Why did I relegate H. G. Wells to the realms of science fiction? If I had read Ann Veronica with no awareness of the author I would never have guessed that the amazingly modern story (for 1909) advocating women’s equality was written by the same man celebrated for The War of the Worlds.
Ann Veronica is a student in her twenties who wants to be completely independent. As Wells puts it, she wants to ‘live like a man’. The plot of this book is based around the various attempts towards freedom Ann Veronica makes. From what I have read about H. G. Wells, he puts a lot of autobiography into his novels: This one in particular is based around his relationship with Amber Reeves. As Wells was already married, it caused quite a scandal, which was exacerbated by the publication of the book.
Reading Ann Veronica I kept thinking about Clarissa. It was written some two hundred years previously but what was expected of both characters is quite similar.
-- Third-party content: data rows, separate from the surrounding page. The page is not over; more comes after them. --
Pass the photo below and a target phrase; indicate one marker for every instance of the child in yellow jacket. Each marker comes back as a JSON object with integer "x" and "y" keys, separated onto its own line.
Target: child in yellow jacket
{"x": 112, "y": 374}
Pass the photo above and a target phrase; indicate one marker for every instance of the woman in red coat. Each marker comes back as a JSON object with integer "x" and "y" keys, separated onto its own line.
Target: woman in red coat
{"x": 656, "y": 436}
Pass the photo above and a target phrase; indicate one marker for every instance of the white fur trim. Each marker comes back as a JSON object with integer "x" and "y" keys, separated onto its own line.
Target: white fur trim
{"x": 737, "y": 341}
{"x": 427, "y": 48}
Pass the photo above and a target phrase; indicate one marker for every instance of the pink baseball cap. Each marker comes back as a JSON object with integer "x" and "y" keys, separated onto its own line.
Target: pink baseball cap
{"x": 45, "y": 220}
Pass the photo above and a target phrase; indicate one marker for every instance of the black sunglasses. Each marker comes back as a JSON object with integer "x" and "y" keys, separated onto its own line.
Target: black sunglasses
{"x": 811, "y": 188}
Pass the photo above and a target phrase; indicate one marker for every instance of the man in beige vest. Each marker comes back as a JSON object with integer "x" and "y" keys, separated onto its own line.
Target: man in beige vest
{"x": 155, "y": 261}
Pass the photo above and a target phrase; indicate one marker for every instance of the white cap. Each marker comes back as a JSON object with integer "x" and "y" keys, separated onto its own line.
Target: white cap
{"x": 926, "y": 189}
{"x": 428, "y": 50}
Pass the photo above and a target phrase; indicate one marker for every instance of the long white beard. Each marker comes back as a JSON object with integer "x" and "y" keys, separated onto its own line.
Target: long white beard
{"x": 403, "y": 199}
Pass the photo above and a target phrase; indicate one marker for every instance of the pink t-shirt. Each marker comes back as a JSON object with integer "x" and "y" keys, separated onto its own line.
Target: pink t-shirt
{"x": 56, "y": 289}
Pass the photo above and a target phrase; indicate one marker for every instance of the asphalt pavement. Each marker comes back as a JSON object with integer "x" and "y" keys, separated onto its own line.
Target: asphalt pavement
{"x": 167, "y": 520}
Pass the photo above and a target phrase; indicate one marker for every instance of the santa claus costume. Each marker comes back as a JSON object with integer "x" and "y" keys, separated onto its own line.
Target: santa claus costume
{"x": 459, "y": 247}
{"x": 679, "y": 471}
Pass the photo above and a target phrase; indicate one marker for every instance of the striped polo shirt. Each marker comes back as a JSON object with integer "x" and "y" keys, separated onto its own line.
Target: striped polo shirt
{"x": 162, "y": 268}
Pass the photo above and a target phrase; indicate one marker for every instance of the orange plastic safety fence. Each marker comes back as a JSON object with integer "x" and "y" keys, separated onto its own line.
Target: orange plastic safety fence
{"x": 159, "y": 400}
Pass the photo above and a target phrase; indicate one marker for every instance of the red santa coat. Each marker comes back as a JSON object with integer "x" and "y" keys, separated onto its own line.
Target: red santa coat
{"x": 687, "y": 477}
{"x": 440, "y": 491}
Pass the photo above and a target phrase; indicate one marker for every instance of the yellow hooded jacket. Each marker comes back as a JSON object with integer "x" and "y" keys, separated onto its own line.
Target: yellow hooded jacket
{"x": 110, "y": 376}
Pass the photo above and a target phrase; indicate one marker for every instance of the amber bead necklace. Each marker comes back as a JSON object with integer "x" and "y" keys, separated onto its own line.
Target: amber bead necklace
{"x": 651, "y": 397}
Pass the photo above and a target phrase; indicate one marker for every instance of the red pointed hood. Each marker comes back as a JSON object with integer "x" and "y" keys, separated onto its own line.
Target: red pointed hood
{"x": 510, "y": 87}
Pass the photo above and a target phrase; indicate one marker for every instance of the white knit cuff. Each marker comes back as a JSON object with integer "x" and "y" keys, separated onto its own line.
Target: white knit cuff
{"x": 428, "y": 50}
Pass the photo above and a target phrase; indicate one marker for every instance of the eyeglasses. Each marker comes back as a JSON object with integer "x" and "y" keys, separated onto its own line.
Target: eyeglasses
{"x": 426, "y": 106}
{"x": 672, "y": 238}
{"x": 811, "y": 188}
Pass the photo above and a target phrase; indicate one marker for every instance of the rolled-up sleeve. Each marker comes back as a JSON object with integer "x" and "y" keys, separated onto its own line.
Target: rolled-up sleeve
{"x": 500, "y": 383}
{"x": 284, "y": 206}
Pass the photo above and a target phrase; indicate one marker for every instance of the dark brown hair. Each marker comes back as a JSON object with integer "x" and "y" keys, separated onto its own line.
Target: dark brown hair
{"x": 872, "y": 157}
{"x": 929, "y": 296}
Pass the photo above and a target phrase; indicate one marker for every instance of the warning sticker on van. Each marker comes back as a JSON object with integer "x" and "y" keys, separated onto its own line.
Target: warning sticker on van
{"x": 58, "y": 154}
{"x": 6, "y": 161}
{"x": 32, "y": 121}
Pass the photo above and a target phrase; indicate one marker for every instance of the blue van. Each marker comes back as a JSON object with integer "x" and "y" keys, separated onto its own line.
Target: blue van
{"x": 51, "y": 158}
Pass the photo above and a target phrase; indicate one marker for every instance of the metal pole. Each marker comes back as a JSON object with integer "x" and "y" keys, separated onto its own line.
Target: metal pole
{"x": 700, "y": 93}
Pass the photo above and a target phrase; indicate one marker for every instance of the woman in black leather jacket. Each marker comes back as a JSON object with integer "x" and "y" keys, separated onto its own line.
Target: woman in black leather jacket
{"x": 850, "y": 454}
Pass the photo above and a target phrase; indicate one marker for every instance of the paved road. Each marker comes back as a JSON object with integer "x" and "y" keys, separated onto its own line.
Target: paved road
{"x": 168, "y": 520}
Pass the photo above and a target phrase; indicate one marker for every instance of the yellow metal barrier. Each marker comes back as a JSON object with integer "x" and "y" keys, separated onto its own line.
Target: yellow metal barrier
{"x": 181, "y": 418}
Granted I’m still in the early stages of Clarissa, but the desire for independence is there. Neither woman wants to be married off, although Ann Veronica sees deeper problems. The average age for marriage was increasing; two hundred years worth of ‘progression’ for women appears to be boredom. It is more than avoiding marriage for Ann Veronica – she wants a life of value and purpose and what did all those unmarried women do with their time?
As far as introductions to authors go, this was a good one. It was the book mentioned in A Man of Parts that I thought sounded most appealing, and I wasn’t wrong. There is so much more to H. G. Wells than I ever gave him credit for – not a time machine or futuristic war in sight. Although to be fair, I think I’m now much more likely to give those books a try. My favourite part of this book was getting an insight into something completely different: Whilst I have read books by authors of a similar time, H. G. Wells differs by writing with an urgency to change the times he lived in.